3) The new entry is the anti loose button(!) (Click here to see them on eBay). Don’t know if that will be really useful for you RX1 owners. Someone has it and call it how it works? Thanks!
4) And this is the really first time I see that. A special Leather skin hood! (Click here to see them on eBay).
As you know Nikon uses also Aptina sensors in order to become more independent from Sony. So it is interesting to read the latest news (Source: Engadget) about the Aptina-Sony agreement:
Here is the text:
Aptina Enters into Patent License Agreement with Sony
SAN JOSE, Calif.–Aptina today announced that it has signed a patent cross-license agreement with Sony, which provides each company with access to the other’s patent portfolio.
Aptina and Sony have built industry leading patent portfolios that include seminal image sensor patents covering image capture and processing methods. These technologies are fundamental to the world’s growing image sensor industry, with sales of over two billion units annually, and found in almost every consumer electronics device including smart phones, automobiles, tablets, televisions, gaming platforms, medical equipment and digital cameras.
This cross-license agreement enables these two innovation leaders to operate freely and use each other’s patented inventions to advance the pace of development for cameras and other imaging applications. The cooperation fostered by the cross-license reinforces the ability of both companies to provide compelling imaging solutions to their customers.

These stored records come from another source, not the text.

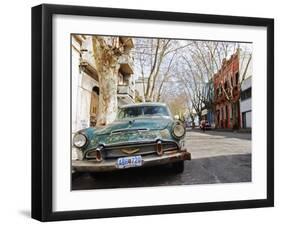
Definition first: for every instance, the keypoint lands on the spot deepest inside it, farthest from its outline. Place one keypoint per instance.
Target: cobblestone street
(217, 157)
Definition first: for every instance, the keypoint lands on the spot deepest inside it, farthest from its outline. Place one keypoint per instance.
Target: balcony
(87, 65)
(125, 94)
(126, 64)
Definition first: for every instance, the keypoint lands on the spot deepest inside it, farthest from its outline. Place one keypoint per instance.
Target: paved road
(217, 157)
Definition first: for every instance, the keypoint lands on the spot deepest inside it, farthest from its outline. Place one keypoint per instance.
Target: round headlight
(79, 140)
(178, 130)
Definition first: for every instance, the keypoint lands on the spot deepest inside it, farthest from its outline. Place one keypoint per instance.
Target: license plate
(127, 162)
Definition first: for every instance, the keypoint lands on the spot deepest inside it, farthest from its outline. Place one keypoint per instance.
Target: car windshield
(140, 111)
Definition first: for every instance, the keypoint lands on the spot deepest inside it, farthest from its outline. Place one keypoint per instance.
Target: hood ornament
(131, 122)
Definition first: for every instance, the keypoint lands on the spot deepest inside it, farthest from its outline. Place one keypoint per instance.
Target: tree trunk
(107, 67)
(108, 95)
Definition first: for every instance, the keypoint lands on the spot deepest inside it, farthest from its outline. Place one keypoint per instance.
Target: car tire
(178, 167)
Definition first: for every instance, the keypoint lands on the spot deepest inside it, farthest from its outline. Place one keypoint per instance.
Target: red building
(227, 94)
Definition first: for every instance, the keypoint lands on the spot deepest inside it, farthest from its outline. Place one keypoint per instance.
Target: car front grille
(111, 152)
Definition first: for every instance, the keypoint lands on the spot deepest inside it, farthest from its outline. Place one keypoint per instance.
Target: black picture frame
(42, 111)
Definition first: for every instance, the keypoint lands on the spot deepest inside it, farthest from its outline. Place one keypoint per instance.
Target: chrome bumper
(110, 164)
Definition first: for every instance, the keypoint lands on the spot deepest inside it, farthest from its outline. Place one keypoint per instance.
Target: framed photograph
(145, 112)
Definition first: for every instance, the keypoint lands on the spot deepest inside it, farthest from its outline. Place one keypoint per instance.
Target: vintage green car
(142, 135)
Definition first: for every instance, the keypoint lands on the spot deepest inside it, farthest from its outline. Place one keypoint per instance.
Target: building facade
(85, 80)
(246, 103)
(227, 94)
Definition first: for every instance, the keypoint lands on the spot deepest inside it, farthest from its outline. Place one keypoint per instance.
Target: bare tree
(155, 58)
(106, 52)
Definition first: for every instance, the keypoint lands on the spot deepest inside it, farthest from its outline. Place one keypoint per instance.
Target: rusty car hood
(133, 130)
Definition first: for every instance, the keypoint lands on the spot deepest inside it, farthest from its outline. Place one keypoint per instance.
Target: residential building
(246, 103)
(85, 80)
(207, 112)
(227, 94)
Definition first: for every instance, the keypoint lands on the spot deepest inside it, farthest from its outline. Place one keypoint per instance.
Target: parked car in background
(142, 135)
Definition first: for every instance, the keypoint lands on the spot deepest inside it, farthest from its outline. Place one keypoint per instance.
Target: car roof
(144, 104)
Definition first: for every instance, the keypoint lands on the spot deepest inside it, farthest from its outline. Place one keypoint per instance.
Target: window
(237, 78)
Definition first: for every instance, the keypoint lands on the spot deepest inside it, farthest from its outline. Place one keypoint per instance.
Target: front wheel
(178, 167)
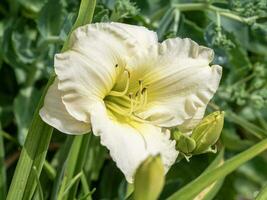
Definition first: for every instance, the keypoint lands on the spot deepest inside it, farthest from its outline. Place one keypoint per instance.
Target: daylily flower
(119, 82)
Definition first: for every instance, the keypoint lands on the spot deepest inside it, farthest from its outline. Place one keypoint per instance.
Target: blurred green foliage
(32, 31)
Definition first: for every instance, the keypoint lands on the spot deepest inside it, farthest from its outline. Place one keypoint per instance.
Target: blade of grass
(50, 171)
(62, 159)
(2, 169)
(195, 187)
(39, 186)
(85, 187)
(262, 194)
(76, 161)
(35, 148)
(72, 182)
(209, 192)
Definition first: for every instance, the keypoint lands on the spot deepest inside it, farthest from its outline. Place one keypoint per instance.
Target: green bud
(149, 179)
(207, 132)
(184, 143)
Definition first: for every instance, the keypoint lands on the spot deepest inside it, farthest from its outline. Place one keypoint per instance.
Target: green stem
(262, 194)
(199, 184)
(35, 148)
(2, 169)
(33, 154)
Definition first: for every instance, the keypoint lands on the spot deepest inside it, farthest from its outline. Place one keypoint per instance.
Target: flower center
(127, 102)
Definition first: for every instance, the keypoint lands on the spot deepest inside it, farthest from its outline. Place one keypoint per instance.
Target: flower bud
(184, 143)
(149, 179)
(207, 132)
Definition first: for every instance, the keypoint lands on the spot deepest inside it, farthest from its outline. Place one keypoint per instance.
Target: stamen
(122, 93)
(132, 103)
(114, 107)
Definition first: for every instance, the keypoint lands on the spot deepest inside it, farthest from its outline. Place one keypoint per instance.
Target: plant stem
(2, 169)
(196, 186)
(35, 148)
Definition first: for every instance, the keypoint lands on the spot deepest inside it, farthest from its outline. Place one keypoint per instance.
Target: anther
(143, 90)
(122, 93)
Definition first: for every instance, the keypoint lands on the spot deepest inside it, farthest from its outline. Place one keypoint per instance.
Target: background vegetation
(32, 31)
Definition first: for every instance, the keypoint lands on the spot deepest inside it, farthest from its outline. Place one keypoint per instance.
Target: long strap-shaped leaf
(35, 148)
(2, 168)
(189, 191)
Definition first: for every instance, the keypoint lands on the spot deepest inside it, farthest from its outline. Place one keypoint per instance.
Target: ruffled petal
(130, 143)
(89, 70)
(180, 83)
(55, 114)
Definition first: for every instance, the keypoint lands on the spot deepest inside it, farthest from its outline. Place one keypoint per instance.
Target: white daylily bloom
(117, 80)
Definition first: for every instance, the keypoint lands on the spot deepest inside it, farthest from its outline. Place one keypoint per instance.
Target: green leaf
(50, 19)
(32, 154)
(262, 194)
(85, 16)
(196, 186)
(210, 192)
(251, 128)
(76, 160)
(2, 168)
(39, 186)
(34, 150)
(24, 106)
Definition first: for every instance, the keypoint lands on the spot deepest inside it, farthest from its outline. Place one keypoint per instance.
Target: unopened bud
(149, 179)
(207, 132)
(184, 143)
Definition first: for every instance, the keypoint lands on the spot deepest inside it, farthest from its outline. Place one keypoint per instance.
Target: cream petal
(144, 37)
(180, 83)
(89, 70)
(130, 143)
(55, 114)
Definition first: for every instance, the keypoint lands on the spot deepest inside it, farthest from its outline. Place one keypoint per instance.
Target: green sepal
(207, 132)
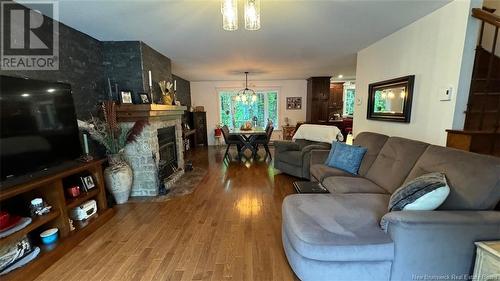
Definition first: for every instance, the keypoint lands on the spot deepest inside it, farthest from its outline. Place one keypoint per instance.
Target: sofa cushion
(291, 157)
(374, 143)
(347, 157)
(424, 193)
(319, 172)
(474, 179)
(394, 162)
(344, 227)
(340, 184)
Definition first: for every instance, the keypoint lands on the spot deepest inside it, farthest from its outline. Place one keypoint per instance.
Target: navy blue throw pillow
(347, 157)
(332, 149)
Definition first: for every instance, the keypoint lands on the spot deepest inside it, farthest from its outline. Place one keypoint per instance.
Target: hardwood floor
(228, 229)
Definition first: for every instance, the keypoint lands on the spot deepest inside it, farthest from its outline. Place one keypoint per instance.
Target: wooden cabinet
(198, 121)
(336, 100)
(318, 95)
(288, 132)
(15, 200)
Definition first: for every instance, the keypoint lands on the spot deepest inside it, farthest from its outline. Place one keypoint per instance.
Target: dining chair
(264, 140)
(231, 140)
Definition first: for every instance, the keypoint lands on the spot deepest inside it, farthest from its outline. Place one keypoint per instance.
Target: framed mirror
(390, 100)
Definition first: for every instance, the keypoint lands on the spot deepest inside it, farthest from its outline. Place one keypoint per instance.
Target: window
(349, 97)
(235, 113)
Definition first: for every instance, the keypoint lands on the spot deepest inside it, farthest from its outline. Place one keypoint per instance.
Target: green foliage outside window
(235, 113)
(349, 101)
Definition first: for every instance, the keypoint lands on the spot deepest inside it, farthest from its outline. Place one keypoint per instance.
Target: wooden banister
(486, 16)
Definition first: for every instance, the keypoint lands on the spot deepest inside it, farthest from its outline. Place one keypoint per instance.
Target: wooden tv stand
(16, 200)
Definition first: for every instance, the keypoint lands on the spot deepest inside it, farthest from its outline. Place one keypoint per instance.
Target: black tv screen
(38, 127)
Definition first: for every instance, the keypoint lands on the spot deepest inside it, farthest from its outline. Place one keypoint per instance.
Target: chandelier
(246, 95)
(229, 10)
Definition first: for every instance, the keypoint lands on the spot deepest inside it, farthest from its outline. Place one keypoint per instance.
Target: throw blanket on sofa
(319, 133)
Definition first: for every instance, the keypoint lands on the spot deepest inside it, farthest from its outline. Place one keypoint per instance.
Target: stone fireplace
(157, 155)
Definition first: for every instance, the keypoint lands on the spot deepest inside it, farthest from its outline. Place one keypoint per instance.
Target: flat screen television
(38, 127)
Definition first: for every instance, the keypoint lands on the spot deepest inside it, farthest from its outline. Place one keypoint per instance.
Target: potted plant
(118, 175)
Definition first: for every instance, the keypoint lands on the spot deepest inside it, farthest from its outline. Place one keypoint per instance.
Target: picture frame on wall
(126, 97)
(87, 182)
(294, 103)
(144, 98)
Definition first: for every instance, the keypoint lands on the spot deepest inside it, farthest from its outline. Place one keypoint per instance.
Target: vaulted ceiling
(298, 39)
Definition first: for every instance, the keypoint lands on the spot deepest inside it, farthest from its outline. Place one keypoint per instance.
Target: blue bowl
(49, 236)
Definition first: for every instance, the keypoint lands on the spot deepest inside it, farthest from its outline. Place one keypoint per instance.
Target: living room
(250, 140)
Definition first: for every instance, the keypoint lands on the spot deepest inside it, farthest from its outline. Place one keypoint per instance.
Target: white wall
(438, 52)
(489, 30)
(206, 94)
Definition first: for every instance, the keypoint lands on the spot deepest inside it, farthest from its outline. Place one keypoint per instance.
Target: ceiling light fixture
(246, 94)
(229, 10)
(252, 14)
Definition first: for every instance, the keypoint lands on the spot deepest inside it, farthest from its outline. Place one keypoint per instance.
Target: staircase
(481, 131)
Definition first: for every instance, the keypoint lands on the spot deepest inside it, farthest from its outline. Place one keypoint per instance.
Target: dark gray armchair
(293, 157)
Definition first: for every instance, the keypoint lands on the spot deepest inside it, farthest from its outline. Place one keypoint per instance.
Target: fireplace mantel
(150, 112)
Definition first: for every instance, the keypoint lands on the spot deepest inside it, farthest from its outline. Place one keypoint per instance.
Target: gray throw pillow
(426, 192)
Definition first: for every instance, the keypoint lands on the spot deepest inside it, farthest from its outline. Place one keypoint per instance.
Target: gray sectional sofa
(294, 157)
(350, 235)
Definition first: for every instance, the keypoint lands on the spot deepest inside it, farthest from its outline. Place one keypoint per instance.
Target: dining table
(247, 137)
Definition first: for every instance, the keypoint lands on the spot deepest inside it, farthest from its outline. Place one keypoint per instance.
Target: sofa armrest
(313, 147)
(422, 218)
(437, 243)
(319, 156)
(282, 146)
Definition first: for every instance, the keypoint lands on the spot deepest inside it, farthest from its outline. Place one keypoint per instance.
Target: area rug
(185, 185)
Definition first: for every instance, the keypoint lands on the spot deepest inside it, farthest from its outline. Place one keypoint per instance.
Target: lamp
(246, 94)
(229, 10)
(252, 14)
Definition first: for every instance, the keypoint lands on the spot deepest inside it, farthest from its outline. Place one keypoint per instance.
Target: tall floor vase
(118, 177)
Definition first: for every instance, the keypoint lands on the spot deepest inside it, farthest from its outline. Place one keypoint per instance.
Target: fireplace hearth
(156, 158)
(167, 164)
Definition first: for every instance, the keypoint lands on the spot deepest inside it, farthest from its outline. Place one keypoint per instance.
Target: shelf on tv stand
(51, 189)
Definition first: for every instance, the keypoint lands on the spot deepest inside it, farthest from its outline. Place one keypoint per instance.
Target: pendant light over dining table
(246, 95)
(229, 10)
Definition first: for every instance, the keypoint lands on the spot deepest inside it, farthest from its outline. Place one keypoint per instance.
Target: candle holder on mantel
(168, 95)
(86, 157)
(151, 94)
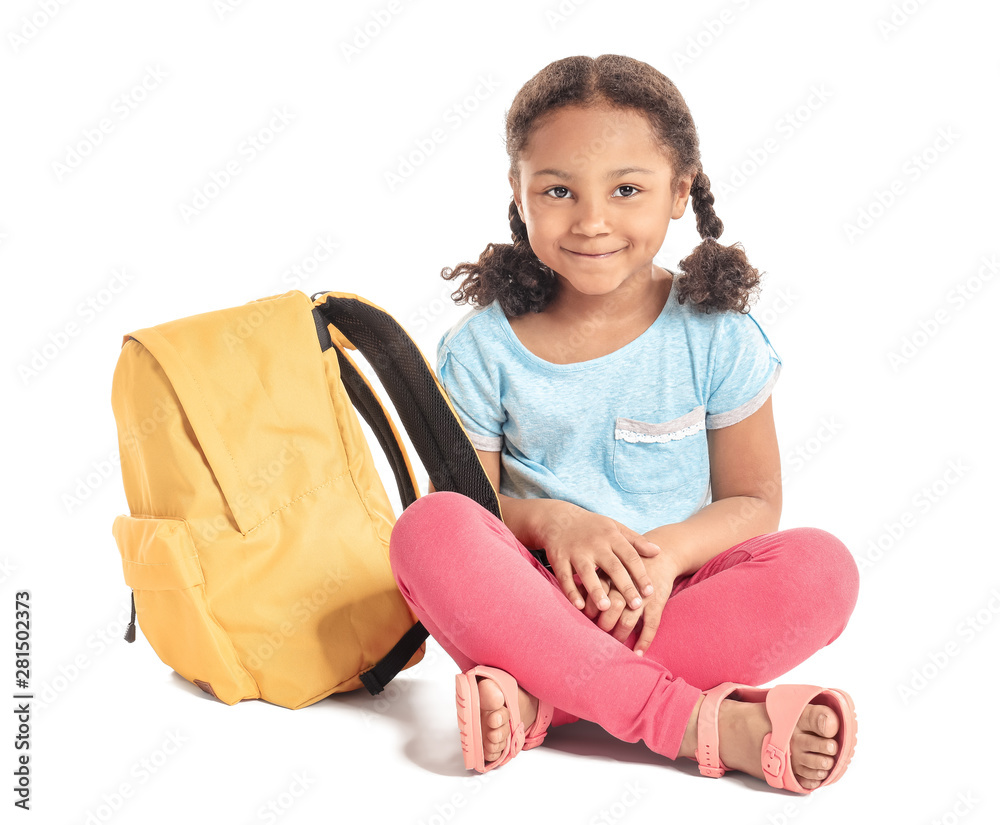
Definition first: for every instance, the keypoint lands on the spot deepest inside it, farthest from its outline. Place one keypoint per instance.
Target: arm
(746, 502)
(746, 494)
(577, 541)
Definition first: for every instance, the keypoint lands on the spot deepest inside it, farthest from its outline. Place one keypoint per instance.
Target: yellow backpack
(257, 544)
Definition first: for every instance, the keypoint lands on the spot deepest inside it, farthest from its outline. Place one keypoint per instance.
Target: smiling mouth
(595, 255)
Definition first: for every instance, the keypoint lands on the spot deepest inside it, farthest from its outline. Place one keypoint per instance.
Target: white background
(878, 115)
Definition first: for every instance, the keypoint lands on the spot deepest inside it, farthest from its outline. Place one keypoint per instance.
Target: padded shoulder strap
(434, 429)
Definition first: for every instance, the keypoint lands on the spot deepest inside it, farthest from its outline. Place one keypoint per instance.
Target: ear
(516, 189)
(681, 198)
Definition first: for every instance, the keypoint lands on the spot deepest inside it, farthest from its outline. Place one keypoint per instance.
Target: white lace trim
(632, 437)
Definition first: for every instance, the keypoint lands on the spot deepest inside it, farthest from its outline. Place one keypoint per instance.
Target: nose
(591, 218)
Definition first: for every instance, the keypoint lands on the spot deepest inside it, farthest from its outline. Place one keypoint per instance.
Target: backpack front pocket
(660, 457)
(161, 565)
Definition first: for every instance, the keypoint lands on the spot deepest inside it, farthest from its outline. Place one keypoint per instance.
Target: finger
(636, 572)
(642, 545)
(650, 624)
(591, 611)
(563, 572)
(622, 579)
(592, 584)
(609, 618)
(626, 624)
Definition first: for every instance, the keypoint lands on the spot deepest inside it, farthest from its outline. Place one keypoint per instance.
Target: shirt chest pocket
(660, 458)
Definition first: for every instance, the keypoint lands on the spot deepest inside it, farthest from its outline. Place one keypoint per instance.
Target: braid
(508, 273)
(715, 276)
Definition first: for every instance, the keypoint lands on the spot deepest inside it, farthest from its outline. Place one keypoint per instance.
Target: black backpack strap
(433, 428)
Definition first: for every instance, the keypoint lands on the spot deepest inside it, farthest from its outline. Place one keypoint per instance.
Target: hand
(619, 619)
(578, 542)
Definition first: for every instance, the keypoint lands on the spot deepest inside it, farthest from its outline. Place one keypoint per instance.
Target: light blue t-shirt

“Patents and innovation are a critical component of Aptina’s strategy, and Aptina’s patent portfolio is the largest and strongest in the image sensor industry,” said Bob Gove, President and CTO of Aptina. “We believe that this powerful blend will advance technology to realize our goal of enabling consumers to capture beautiful images and visual information.”
Aptina, the foundational CMOS imaging company, began within Micron Technology in 2001 with acquisitions of early CMOS imaging companies Photobit and then Avago Technologies’ image sensor business. Aptina became an independent company in 2009. Aptina delivers advanced CMOS imaging solutions to all major imaging markets and is the leading supplier in many markets including the rapidly growing automotive market.
P.S:: Sony also announced the sale of their huge Sony building in Osaki (Source: Engadget).